The main floor was strewn with tables round which sat a motley
gathering of gangsters, fools, pretty iniquities and others by no
stretch of the imagination to be termed pretty, confidence men,
gambling touts, and the sprinkling of drunkards--plain, common,
transient, periodical, suburban, habitual, and unconscious--for and by
whom the place was, and is, maintained. In and out among these
circulated several able-bodied waiters with soiled shirt-bosoms, iron
jaws and, not infrequently, cauliflower ears.

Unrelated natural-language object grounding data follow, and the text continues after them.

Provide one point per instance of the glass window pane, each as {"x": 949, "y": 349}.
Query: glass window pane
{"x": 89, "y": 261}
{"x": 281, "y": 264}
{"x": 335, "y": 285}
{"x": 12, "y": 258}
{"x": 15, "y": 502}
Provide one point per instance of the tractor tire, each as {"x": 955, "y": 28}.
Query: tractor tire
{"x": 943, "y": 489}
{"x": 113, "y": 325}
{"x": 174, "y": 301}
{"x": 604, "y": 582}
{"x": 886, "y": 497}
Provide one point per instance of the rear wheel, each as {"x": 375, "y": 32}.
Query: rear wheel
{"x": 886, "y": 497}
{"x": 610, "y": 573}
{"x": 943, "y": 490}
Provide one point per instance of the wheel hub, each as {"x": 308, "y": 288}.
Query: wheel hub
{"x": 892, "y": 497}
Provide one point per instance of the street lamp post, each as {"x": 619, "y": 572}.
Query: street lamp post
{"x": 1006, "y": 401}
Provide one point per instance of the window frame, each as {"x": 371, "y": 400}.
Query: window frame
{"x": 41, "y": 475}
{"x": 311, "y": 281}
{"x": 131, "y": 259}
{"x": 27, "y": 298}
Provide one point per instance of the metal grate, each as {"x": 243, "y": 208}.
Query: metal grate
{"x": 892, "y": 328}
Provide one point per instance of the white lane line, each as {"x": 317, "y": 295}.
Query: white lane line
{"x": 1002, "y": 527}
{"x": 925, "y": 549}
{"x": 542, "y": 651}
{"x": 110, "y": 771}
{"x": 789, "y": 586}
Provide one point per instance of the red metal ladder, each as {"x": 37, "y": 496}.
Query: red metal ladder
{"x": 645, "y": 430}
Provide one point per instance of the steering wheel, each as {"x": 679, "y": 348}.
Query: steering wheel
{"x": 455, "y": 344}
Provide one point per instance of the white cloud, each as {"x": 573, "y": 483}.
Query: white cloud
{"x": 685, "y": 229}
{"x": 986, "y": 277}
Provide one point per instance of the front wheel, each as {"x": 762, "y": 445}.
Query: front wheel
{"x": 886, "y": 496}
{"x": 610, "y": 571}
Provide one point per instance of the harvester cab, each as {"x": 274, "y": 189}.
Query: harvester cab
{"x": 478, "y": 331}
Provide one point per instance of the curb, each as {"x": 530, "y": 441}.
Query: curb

Spying out P. Sybarite, one of these bore down upon him with an air of
the most flattering camaraderie.
It was true that the little man, in a dark coat and hat alike too
large for him, with his shabby shoes and trousers and apologetic
demeanour, promised no very profitable plucking; but the rule of Dutch
House is to neglect none, however lowly.
"Well, bo'," grunted the waiter cheerfully, polishing off the top of
the table with a saturated towel, "yuh don't come round's often as y'
uster."
"That's a fact," P. Sybarite agreed. "I've been a long time
away--haven't I?"
"Yuh said somethin' _then_. Mus' be months sinst I seen yuh last.
What's the trouble? Y' ain't soured on the old joint, huh?"
"No," P. Sybarite apologised. "I've been--away. Where's Red?"